The meta-analysis showed that “physicians should pay attention to [dental health] in the management and control of diabetic patients,” he summarized.
The analysis by Amir Reza Ahmadian, DDS, dean of the Faculty of Dentistry, Golestan University of Medical Sciences, and colleagues was recently published in BMC Endocrine Disorders.
“Our study is the first comprehensive meta-analysis about the association between [type 2 diabetes] and tooth loss,” Dr. Ahmadian and colleagues write. It summarizes articles in dentistry and medicine about “an important question:” the relationship between type 2 diabetes and tooth loss.
Nevertheless, “large-scale prospective studies are needed to validate the current results in the future,” they conclude.
Oral complications of diabetes
Diabetes increases the risk of oral disease directly by a gingival inflammatory response and indirectly by decreased saliva production due to antidiabetic medications.
Oral complications arising from this include dry mouth, tooth decay, and periodontal disease (gum disease). The latter ranges from gingivitis (gum inflammation) to severe periodontal disease (periodontitis) that can lead to tooth loss, the authors explain.
About a third of people with diabetes have severe periodontal disease, and the American Diabetes Association estimates that one in five cases of tooth loss in adults is related to diabetes.
Tooth loss has decreased over the past decades but is still a major health problem and is associated with poorer quality of life as well as risk of cardiovascular disease, hypertension, stroke, and cancer.
Previous studies and meta-analyses of the relationship between type 2 diabetes and tooth loss have reported inconsistent findings, and they did not include several more recent studies.
Therefore, Dr. Ahmadian and colleagues performed a meta-analysis of 13 cross-sectional, six cohort, and three case-control studies that investigated the link between type 2 diabetes and tooth loss published from 2007 to 2021.
Eleven studies were from North and South America: Brazil (2), Columbia (1), Mexico (2), and the United States (6). Seven studies were from Europe: Belgium (1), Finland (2), France (1), Germany (2), and Portugal (1). Four studies were from the Middle East and Asia: Saudi Arabia (1), South Korea (1), Thailand (1), and Yemen (1).
Diabetes was diagnosed based on glucose or A1c levels in half the studies and based on self-report in the other studies. Most studies investigated any tooth loss (16 studies) and the rest only considered loss of five or more teeth.
The meta-analysis included 677,532 patients, ranging from 60 to 379,021 patients per study. Most studies (77%) were judged to be of moderate or high quality.
The studies adjusted for confounders, including age, sex, place of residence, education, lifestyle factors (smoking, alcohol consumption, physical activity), use of medications and vitamin supplements, and health insurance.
Overall, after adjusting for confounders, participants with type 2 diabetes had a significantly (20%) greater risk of tooth loss than participants without diabetes (adjusted odds ratio, 1.20; P < 0.001).
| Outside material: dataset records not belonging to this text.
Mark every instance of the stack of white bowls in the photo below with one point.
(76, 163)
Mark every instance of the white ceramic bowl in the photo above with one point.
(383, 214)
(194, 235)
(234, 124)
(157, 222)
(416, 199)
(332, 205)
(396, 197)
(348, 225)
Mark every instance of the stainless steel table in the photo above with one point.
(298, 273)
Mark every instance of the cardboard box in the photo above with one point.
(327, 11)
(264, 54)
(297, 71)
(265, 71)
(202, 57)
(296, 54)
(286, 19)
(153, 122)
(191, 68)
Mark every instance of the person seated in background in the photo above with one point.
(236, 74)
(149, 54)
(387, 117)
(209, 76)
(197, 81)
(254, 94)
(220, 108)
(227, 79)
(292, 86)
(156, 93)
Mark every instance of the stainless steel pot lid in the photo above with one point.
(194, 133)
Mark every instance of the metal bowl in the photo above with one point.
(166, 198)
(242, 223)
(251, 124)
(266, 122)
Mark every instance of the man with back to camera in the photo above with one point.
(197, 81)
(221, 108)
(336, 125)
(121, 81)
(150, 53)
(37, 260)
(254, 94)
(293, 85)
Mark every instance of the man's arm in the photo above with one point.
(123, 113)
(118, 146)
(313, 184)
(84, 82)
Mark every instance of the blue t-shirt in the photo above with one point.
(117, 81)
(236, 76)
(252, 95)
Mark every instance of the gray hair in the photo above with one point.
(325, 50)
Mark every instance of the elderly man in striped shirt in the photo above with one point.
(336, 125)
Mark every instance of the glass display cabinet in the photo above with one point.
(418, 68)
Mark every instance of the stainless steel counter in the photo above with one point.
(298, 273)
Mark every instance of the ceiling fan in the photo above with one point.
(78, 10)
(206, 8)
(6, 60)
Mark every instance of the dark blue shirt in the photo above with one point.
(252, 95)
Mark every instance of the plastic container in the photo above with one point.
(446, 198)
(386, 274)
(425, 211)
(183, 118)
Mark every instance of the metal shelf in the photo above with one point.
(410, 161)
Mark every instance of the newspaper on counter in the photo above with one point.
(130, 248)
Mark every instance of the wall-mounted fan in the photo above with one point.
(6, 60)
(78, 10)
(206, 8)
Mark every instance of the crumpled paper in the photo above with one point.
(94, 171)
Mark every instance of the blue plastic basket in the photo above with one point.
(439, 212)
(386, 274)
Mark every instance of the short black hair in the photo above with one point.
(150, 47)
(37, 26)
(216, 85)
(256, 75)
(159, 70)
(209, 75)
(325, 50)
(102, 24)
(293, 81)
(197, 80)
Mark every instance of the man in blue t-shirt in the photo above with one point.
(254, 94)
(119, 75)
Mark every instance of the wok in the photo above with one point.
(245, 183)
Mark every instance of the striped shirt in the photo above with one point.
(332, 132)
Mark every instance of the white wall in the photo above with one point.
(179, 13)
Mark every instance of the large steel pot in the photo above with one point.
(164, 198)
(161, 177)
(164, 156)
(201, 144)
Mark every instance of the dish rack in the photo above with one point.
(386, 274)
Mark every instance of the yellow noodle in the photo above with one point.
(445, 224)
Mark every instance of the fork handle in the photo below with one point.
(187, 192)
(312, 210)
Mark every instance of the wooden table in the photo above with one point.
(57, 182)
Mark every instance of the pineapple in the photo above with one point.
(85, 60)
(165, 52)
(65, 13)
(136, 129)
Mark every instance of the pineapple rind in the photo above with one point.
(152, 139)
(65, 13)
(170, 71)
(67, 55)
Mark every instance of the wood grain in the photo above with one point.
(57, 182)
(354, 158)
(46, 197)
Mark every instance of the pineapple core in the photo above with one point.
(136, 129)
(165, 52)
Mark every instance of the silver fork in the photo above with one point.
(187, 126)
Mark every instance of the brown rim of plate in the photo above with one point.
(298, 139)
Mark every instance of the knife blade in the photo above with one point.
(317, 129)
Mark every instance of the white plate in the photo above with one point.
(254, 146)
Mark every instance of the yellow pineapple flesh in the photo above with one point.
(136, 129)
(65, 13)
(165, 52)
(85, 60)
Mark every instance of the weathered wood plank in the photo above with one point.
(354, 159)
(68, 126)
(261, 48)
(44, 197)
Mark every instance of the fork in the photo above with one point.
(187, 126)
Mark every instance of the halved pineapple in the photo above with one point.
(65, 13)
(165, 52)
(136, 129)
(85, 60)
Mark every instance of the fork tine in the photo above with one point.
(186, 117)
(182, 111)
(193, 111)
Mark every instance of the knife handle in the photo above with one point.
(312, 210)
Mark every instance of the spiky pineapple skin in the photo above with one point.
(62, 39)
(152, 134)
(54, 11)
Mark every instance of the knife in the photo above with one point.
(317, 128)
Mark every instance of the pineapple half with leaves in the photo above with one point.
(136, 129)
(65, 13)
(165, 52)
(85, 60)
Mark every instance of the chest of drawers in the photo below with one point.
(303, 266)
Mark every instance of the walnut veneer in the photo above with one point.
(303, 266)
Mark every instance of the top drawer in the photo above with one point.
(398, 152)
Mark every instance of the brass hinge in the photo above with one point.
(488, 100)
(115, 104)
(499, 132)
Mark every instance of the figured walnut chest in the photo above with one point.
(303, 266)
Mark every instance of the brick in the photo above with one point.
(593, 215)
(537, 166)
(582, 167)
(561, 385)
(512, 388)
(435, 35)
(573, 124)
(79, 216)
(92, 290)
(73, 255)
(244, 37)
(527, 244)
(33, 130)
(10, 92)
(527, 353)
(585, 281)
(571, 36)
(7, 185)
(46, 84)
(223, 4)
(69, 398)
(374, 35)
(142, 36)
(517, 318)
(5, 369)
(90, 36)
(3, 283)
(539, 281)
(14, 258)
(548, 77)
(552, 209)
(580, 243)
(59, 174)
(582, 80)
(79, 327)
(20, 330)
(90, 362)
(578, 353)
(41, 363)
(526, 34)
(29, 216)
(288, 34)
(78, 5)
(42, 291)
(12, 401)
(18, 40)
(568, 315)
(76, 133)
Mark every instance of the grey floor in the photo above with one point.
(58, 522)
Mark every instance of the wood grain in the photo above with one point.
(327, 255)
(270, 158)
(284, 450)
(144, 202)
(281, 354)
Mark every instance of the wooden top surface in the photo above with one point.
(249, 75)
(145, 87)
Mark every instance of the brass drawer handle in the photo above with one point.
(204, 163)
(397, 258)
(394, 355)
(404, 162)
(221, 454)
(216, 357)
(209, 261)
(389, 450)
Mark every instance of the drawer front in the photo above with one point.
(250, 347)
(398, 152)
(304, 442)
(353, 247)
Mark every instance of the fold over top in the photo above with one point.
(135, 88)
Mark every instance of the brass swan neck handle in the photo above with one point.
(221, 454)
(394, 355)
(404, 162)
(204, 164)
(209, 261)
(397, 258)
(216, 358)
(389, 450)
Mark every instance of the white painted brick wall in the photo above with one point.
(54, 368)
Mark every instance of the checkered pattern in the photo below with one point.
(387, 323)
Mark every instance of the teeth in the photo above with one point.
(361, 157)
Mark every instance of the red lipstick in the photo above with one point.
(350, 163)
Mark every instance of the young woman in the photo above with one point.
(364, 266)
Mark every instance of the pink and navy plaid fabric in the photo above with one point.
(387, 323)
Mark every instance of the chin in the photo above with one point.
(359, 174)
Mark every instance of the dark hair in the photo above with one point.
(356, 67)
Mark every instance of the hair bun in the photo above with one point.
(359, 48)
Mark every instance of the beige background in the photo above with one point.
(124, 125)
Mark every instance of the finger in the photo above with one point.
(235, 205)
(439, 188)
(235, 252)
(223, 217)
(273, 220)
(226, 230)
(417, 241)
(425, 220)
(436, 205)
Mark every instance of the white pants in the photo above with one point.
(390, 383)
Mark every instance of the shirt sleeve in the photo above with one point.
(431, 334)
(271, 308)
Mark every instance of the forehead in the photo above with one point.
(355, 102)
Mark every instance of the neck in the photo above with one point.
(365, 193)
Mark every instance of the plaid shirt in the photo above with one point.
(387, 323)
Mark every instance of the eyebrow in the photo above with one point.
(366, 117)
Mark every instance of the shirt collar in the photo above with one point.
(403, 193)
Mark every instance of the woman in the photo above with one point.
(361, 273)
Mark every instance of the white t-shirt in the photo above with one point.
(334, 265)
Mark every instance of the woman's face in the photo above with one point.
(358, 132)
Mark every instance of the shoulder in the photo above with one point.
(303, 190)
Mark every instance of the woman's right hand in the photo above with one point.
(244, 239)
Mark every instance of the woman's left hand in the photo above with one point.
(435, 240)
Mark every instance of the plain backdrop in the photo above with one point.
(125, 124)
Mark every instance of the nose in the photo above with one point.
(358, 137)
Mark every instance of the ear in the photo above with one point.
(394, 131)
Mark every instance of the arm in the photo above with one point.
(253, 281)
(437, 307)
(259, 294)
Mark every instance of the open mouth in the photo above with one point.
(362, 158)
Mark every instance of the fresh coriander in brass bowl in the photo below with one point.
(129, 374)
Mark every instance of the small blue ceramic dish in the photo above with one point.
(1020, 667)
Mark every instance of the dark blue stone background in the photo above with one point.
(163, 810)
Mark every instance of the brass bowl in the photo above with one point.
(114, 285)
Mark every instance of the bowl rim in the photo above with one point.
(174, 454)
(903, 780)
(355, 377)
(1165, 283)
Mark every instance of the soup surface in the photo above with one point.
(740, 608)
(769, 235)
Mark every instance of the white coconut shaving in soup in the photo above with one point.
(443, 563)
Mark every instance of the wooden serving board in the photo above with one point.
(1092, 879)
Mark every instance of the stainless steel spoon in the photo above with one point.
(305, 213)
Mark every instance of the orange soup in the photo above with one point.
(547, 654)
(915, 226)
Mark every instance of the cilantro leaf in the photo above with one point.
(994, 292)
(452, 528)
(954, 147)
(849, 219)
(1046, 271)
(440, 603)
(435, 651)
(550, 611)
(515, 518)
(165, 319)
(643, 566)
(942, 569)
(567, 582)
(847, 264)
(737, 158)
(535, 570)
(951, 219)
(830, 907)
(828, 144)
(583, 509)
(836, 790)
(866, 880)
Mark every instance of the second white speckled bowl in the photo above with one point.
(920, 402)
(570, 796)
The association persisted in the different study types. The risk of tooth loss was highest in the case-control studies (OR, 5.10), but was also significantly higher in the cohort (OR, 1.29) and cross-sectional studies (OR, 1.15).
The association “was also present in other subgroups, including ... method of diagnosing type 2 diabetes, continent, study quality, and number of tooth loss,” the researchers write.
“This event seems to be in line with what has been reported in other epidemiologic studies, as several cases have supported the link between diabetes, periodontal disease, and tooth decay,” which “are two common reasons for the endpoint of the tooth loss parameter,” they note.
The researchers did not find any publication bias. However, most of the studies were cross-sectional, so they cannot determine a causal relationship between diabetes and tooth loss.
The authors have reported no relevant financial disclosures.
A version of this article first appeared on Medscape.com.
Type 2 diabetes was associated with a 20% increased risk of tooth loss after adjusting for multiple other risk factors in a meta-analysis of 22 recent observational studies from around the world.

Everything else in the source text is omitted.